Located six blocks north of the site of the worst domestic terrorist attack in American history, the massive 10-ton anchor of the USS Oklahoma sits in a grassy, tree-ringed Oklahoma City median along North Broadway, nestled atop a circular marble foundation.

The last vestiges of this mighty Navy battleship, which harken back to its being commissioned in the dark days of the First World War in 1916, the anchor is a sobering reminder — as is the Murrah Building bombing site just blocks away — the world is a dangerous place to live.

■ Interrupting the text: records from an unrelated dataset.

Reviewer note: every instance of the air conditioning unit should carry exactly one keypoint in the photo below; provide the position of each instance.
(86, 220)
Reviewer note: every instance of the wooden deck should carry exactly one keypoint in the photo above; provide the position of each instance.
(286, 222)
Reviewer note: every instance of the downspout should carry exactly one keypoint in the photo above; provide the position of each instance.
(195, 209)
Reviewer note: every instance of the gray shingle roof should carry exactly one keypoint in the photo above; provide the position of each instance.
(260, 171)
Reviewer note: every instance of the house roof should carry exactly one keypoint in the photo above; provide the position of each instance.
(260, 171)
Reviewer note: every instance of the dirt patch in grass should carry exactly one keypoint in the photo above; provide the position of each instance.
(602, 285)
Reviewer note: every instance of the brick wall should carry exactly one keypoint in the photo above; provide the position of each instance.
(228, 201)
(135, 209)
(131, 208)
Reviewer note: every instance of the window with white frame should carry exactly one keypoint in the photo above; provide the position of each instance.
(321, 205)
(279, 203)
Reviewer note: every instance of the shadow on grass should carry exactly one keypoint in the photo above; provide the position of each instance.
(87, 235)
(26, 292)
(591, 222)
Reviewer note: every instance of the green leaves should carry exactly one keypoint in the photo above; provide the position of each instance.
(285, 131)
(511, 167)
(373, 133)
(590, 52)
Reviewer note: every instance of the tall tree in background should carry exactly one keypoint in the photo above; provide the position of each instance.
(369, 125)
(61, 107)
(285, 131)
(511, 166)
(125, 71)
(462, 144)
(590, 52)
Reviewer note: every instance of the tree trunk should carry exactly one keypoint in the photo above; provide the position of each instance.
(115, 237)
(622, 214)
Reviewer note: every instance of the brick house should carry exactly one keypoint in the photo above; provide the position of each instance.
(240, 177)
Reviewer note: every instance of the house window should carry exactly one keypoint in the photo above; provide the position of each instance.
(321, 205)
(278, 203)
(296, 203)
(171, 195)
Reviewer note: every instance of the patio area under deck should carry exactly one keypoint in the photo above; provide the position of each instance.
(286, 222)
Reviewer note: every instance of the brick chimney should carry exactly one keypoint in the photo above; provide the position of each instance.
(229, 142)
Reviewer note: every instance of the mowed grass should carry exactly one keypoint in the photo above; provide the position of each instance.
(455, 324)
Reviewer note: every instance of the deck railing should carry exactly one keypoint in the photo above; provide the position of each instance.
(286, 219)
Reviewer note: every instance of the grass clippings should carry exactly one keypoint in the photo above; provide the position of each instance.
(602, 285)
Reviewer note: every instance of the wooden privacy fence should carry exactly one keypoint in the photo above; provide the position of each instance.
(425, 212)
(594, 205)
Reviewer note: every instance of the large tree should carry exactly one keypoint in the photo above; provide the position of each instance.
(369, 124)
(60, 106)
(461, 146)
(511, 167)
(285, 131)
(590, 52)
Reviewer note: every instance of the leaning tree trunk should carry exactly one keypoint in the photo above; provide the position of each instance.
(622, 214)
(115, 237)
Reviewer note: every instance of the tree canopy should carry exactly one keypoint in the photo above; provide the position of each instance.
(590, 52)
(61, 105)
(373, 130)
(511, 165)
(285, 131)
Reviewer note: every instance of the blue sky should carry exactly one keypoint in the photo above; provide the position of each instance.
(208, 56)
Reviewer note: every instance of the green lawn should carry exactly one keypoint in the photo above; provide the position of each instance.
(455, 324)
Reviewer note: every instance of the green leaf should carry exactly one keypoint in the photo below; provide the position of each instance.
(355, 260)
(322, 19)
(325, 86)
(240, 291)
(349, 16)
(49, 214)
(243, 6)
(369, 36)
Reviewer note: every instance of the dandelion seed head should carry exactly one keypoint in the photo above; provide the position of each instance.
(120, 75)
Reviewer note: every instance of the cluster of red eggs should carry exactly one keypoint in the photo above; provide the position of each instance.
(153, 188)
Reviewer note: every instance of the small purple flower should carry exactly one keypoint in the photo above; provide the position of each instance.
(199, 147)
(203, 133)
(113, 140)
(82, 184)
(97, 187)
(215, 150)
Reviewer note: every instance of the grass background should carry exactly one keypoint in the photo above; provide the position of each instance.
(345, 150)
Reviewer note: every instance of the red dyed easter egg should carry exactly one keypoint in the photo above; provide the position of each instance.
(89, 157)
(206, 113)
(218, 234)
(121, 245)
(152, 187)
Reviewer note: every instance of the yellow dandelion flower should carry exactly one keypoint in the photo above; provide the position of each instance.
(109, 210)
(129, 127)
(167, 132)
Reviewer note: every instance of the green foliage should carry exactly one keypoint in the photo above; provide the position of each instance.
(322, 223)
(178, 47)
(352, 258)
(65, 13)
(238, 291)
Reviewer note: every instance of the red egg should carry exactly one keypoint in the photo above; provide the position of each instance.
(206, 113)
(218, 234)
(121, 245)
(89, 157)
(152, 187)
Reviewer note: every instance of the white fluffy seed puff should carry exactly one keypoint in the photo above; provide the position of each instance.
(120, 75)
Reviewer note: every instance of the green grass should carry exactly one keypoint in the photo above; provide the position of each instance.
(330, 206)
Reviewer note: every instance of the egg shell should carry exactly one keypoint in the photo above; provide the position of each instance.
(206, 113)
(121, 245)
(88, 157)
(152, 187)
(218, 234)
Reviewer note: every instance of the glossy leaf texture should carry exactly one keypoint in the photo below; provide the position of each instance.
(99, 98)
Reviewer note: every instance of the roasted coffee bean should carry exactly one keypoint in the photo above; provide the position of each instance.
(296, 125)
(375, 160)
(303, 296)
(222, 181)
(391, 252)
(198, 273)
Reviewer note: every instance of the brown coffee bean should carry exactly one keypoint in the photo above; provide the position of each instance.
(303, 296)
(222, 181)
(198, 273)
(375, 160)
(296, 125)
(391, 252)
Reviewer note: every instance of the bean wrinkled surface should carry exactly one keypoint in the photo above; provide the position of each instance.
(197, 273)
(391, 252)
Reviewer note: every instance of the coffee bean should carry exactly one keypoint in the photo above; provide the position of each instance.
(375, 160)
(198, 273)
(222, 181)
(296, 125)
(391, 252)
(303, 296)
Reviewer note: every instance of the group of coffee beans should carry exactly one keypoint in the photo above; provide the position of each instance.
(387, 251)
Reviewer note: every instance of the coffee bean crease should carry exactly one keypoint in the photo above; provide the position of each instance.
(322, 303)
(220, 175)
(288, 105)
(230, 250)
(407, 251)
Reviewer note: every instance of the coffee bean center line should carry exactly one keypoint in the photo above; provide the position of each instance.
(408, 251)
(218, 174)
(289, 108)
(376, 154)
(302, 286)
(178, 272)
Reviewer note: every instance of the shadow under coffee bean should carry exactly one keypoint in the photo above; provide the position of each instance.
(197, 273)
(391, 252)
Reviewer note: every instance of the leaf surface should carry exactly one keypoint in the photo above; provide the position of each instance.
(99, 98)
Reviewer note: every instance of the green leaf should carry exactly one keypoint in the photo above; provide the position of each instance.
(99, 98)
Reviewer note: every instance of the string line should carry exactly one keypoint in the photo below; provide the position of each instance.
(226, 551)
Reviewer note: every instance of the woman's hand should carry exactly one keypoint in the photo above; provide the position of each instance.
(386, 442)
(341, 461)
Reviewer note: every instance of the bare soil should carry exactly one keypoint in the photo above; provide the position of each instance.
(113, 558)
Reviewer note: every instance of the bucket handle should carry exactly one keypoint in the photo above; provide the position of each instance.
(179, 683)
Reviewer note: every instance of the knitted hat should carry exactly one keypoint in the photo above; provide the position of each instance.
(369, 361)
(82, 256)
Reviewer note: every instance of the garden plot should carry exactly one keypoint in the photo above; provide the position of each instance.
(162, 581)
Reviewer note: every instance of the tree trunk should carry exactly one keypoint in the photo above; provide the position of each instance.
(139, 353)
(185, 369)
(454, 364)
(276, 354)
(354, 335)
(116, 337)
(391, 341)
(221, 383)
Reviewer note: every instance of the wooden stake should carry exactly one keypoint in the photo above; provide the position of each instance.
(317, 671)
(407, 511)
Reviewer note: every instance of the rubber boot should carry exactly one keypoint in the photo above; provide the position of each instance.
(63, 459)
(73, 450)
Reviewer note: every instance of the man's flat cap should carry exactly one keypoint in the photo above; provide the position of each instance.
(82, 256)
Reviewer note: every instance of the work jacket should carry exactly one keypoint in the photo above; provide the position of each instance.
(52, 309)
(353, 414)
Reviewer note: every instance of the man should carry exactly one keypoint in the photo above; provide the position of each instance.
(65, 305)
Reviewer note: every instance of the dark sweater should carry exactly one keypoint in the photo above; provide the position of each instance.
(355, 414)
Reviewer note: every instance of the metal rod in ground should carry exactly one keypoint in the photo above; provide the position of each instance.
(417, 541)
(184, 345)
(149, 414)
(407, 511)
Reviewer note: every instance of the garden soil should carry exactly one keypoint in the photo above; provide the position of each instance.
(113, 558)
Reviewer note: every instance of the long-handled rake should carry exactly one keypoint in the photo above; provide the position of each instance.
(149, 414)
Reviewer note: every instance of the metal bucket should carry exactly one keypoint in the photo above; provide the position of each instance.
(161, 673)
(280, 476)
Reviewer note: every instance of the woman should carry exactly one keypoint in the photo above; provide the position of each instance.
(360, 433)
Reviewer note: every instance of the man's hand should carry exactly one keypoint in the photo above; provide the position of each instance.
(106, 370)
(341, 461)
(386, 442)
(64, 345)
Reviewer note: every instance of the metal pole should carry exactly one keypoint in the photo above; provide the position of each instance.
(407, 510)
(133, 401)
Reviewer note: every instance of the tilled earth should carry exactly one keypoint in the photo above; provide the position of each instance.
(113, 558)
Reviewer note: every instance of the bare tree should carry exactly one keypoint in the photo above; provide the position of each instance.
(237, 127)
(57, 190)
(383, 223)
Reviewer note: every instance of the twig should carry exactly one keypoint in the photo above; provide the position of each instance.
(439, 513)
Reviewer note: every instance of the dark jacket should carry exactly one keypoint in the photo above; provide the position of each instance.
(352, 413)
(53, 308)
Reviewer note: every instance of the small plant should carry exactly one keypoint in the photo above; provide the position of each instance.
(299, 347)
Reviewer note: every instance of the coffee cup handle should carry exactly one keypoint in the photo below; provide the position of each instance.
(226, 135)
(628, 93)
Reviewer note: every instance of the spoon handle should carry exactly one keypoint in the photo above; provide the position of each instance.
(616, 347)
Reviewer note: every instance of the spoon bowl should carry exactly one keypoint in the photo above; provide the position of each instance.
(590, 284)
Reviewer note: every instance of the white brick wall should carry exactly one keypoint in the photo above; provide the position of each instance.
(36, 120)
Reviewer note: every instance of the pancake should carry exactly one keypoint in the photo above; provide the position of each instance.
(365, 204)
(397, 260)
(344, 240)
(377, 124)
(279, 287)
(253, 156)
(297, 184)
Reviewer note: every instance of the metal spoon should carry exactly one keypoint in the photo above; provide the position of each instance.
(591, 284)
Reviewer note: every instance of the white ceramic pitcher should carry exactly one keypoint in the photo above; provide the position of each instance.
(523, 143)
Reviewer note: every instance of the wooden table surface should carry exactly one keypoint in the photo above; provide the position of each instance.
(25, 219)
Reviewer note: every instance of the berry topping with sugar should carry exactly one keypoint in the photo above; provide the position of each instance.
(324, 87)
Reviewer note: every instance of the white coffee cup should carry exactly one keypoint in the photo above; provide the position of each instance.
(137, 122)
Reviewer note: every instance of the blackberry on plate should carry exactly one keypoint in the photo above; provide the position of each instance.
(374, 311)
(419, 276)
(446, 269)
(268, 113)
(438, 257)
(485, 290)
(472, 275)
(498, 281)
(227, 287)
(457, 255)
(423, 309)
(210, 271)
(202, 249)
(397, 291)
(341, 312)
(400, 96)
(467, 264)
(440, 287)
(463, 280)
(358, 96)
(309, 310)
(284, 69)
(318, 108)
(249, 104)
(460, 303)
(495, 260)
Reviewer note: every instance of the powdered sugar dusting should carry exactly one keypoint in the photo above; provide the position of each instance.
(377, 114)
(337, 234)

While an American citizen — former U.S. Army soldier Timothy McVeigh — was responsible for killing 168 fellow Americans and Oklahomans in April 1995, both the Murrah bombing and the sinking of the USS Oklahoma were dastardly attacks upon this nation.

On this day 72 years ago, ships and planes, sailors and pilots of the Empire of Japan swooped down on the South Pacific island of Oahu, and in particular, battleship row at the U.S. Naval Base at Pearl Harbor.

The surprise attack by Japanese torpedo planes and dive bombers decimated the U.S. Navy’s battleship fleet, an aging yet powerful symbol of a bygone era, when the sight of a battleship brought respect and fear to the minds and hearts of any friend or foe who saw them.

The 27,500-ton USS Oklahoma was a Nevada-class battleship that Sunday morning long ago, before this then-isolationist nation had an inkling it was about to be hurled headlong into the greatest conflict the world had ever seen.

Slammed by as many as eight torpedoes, the ship named for our state was moored outboard from the USS Maryland, and essentially protected her sister ship from the same repeated torpedo and bomb strikes as other battleships that day, from the USS Arizona to the USS Pennsylvania.

With her port side torn open by rending torpedo explosions, the Oklahoma began to roll over in the shallow harbor, quickly going keel up within 12 minutes, and trapping and killing more than 400 of her 1,398-man crew that day.

Iconic photographs of that dark December 1941 day almost all show the USS Oklahoma after she had rolled over, her superstructure stuck in the muddy bottom at Pearl Harbor.

Many valiant efforts were attempted to save men trapped below decks when the Oklahoma rolled, and my dad, who was a Navy man later in the war, as was my uncle, my grandpa and his brother before them, told me the thing that haunted him most about the attack was the tappings heard as long as 17 days after the ship sank — doomed crewmen making futile noises for the would-be rescuers who simply could not cut through the Oklahoma’s hull fast enough to reach them.

That many men died was bad enough — trapped in utter darkness knowing they likely would perish. That some lived more than two weeks was heart-rending.

My dad said it made him angry at the Japanese, as it did countless other Americans when they learned the details of the surprise attack. Less than four years later, America would get its measure of revenge when Japan was bombed into submission and surrendered.

I’d like to say the USS Oklahoma met a glorious end. It was not so.

Finally righted after a three-month ordeal, the Oklahoma was towed to dry dock to have her hull repaired for sailing and removal of her guns and ammunition stores.

Sold to a salvage company in California, the Oklahoma was pulled by two tugs in May 1947 toward a San Francisco scrapyard. Disaster struck May 17 when the ship was sunk for good in a storm 500 miles from the Hawaiian Islands.

On the 66th anniversary of the attack, a memorial for the 429 crew members killed on Oklahoma was dedicated on Pearl Harbor’s Ford Island in 2007.

As for the crew of the USS Oklahoma serving Dec. 7, 1941, three were awarded the Medal of Honor, three the Navy and Marine Corps Medals and one the Navy Cross.

If this nation still is around in 100 years, generations after us will be able view the USS Oklahoma’s anchor and remember that day of infamy.